See and hear this example in action.

It's important to ensure your logic does not assume the audio streams are loaded on page load. While calling play() will fail silently, trying to set the currentTime on a yet-to-be-loaded audio stream that hasn't had its metadata loaded will throw a fatal error, as shown in Listing 7.

Listing 7. Setting currentTime on audio stream that hasn't had metadata loaded
// run on page load
var audio = document.getElementById('audio');
audio.play(); // This will silently fail
audio.currentTime = 2; // This will throw a fatal error because the metadata 
// for the audio does not exist

See and hear this example in action.

Audio files cannot be cached in a mobile manifest on iOS. This is only applicable when using a manifest for an offline web application. If an audio file is included in the manifest, iOS will ignore it and not cache the file. Every time the web application needs access to the audio file it will need to access the file from the network.
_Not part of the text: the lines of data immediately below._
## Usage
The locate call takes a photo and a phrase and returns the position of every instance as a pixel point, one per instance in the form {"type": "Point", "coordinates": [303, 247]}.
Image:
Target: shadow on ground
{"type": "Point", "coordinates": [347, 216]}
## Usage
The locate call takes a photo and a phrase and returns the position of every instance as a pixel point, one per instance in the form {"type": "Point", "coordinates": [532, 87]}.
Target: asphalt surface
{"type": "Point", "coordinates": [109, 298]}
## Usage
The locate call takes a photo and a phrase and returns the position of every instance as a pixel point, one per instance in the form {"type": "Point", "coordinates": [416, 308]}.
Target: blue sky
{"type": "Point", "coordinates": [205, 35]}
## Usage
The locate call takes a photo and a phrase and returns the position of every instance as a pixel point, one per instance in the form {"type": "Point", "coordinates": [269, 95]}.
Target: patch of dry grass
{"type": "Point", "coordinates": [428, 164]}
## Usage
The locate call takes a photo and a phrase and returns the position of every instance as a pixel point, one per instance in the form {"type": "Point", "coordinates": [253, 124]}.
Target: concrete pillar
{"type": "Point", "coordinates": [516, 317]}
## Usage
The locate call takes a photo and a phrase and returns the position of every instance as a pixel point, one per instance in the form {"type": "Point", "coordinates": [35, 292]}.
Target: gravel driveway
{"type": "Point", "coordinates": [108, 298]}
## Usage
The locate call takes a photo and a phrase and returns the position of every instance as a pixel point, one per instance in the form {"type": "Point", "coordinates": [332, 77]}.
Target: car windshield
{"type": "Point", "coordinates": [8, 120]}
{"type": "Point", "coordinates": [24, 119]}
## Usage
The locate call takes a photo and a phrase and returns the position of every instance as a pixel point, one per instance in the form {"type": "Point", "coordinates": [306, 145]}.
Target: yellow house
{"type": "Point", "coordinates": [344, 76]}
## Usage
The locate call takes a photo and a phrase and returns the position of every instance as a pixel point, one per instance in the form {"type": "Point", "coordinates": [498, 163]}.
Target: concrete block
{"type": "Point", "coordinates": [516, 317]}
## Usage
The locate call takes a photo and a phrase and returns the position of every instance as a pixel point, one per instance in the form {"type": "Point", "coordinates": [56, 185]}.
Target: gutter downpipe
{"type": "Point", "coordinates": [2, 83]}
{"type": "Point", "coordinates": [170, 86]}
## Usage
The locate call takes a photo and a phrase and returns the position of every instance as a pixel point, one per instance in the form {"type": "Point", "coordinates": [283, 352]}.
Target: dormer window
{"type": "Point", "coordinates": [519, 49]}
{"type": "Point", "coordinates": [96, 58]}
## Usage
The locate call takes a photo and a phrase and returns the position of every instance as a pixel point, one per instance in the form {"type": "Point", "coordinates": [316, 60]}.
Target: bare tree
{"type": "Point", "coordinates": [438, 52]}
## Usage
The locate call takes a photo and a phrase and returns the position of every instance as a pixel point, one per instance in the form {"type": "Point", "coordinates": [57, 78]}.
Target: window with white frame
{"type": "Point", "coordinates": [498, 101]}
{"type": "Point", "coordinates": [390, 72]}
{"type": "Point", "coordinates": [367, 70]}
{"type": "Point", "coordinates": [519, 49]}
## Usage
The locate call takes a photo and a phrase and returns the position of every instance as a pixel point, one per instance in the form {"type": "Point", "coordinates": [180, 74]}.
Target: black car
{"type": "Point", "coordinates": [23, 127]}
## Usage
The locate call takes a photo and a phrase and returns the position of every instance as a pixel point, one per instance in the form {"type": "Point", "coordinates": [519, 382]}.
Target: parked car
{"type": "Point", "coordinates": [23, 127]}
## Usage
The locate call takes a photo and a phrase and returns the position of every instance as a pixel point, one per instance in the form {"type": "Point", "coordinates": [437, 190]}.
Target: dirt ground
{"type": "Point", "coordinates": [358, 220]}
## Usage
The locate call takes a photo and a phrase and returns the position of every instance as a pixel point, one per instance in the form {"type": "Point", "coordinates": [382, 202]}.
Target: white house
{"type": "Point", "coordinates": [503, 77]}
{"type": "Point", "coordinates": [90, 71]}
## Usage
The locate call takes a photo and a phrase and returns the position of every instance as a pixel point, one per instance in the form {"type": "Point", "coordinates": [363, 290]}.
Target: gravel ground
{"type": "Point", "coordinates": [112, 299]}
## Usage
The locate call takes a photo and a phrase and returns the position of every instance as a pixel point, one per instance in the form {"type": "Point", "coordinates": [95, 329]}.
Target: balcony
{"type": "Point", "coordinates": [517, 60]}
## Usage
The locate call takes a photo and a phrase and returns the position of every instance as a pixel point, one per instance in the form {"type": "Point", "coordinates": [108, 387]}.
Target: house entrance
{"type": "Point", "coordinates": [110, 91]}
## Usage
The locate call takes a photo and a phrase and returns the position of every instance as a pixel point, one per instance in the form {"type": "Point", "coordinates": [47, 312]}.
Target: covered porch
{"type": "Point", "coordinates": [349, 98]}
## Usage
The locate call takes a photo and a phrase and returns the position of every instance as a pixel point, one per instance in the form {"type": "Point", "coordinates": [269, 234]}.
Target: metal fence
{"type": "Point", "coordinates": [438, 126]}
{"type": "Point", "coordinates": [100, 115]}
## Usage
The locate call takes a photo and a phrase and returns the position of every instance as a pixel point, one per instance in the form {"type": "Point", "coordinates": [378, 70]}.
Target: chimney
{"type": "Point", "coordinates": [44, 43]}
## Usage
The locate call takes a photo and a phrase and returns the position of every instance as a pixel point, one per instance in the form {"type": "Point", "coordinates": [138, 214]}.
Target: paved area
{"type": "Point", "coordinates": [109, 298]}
Mobile Safari does not respect the volume and playbackRate property when set programmatically with JavaScript. Changing the attributes will not actually adjust the values. Volume is always under user control, and playbackRate is not supported in mobile Safari. While volume always stays set at 1, playbackRate will be set to the new value you set it to—but the actual rate of playback for the audio stream will not be changed. This creates some complications with the onratechange event, which is discussed in Unsupported events.

Before iOS 5, the loop attribute was not supported. To work around the lack of support, add an event listener to the onended event and, in that function, call play(). Listing 8 shows an example.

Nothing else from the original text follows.